Stark is on-message when it comes to gummies being both healthy and fun. “When you work long hours,” she tells me, “you have to be very health-conscious, almost a bit obsessed to plan [a healthy diet]. We offer a delicious and effective mechanism not only for achieving daily nutritional intake, but enjoying the process.”

It is the same time-saving, feelgood message peddled by food delivery companies who tell us to stop faffing about cooking and embrace doing less. Stark points out that you can get all your daily iron in “two delicious gummies”, adding that “to obtain the equivalent from food you’d have to sit and eat a whole bag of spinach – not many people would do that.” Perhaps not, except you wouldn’t expect to get all your daily iron intake from one source, in one sitting. You also wouldn’t sprinkle sugar on your spinach.

“There’s a market for almost demedicalising supplements and making them feel less like a pill and more fun, mainstream and Instagrammable,” says Medlin, “when we need to be taking this seriously because supplements aren’t benign – you can take too much and they can cause harm.” Research has found links between excess beta-carotene supplementation and increased risk of lung cancer, excess vitamin E and higher risk of prostate cancer, and high dose vitamin D has been found to reduce bone density. On Mumsnet, panicked mums regularly take to forums asking for advice when their kids have eaten entire tubs of gummies, and there’s been a reported rise in vitamin D overdoses among adults, which can cause symptoms ranging from drowsiness to high blood pressure and kidney abnormalities.

Scientists are still grappling with whether taking supplements at all provides any significant health benefits. “There isn’t a huge amount of evidence to support supplementing,” says Amati, “unless we are addressing specific deficiencies.
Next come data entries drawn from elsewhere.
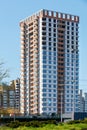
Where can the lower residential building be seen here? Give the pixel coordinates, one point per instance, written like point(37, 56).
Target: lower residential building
point(49, 63)
point(10, 95)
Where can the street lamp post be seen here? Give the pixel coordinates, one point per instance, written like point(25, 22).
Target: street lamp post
point(61, 106)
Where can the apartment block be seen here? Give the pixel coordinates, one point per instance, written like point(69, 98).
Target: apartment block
point(49, 80)
point(81, 102)
point(16, 93)
point(10, 95)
Pregnancy and supplementing a vegan diet are the biggest exceptions. Making sure we have a good diet and healthy lifestyle should be much more evidence-based than any gummy or pill.”

Trends come and go, but this wellness craze shows no signs of slowing any time soon, despite health experts bemoaning the proliferation of ultra-processed foods (UPF). Gummies, often laden with sugar, sweeteners, glazing agents and colourings, are another, more insidious form of UPF. We’re being urged to read food labels more carefully and avoid lengthy lists of chemical-sounding words. We should perhaps apply the same logic to supplements.